Tránsito Montepeque

Personal information
- Full name: Tránsito Eduardo Montepeque Linares
- Date of birth: December 16, 1980 (age 45)
- Place of birth: Sipacate, Guatemala
- Height: 1.75 m (5 ft 9 in)
- Position: Forward

Senior career*
- Years: Team / Apps / (Gls)
- 2004–2005: Cobán Imperial
- 2005: Xelajú MC
- 2006–2015^{[citation needed]}: Comunicaciones

International career
- 2004–2011: Guatemala / 19 / (5)

= Tránsito Montepeque =

Guatemalan footballer

Tránsito Montepeque (born 16 December 1980) is a Guatemalan former professional footballer who played as a forward.

==Club career==
Montepeque made his top division debut for Coban Imperial when he was 23 years old, but he immediately scored a winning extra-time goal which won the club a historic first (and only) league title. He then moved to Comunicaciones where his playing time has, so far, been limited due to the presence of the Costa Rican striker Rolando Fonseca and the Guatemalan national team player Dwight Pezzarossi. With the departure of both Fonseca and Pezzarossi, Montepeque has been a prominent striker for the club.

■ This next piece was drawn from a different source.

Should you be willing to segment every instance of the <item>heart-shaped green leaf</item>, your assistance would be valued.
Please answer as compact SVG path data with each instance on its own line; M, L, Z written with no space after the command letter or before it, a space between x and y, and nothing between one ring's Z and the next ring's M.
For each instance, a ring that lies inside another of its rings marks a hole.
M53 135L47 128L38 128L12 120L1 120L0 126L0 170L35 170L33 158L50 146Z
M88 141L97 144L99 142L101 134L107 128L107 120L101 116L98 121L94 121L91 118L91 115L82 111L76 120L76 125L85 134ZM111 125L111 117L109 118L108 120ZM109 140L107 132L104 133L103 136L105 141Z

On 1 October 2011 Montepeque scored the fastest goal since the Apertura and Clausura tournament format was introduced in 1999. He netted the first goal of a 3-1 win for Comunicaciones against Heredia 9 seconds into the match.

==International career==
Montepeque made his debut for Guatemala in a July 2004 friendly match against El Salvador and has, as of January 2010, earned a total of 19 caps, scoring 5 goals. He has so far only represented his country in friendly matches.

==Personal life==
Tránsito has a younger cousin named Jean Carlos Montepeque who also plays for Comunicaciones as a defender.

==Career statistics==
Scores and results list. Guatemala's goal tally first.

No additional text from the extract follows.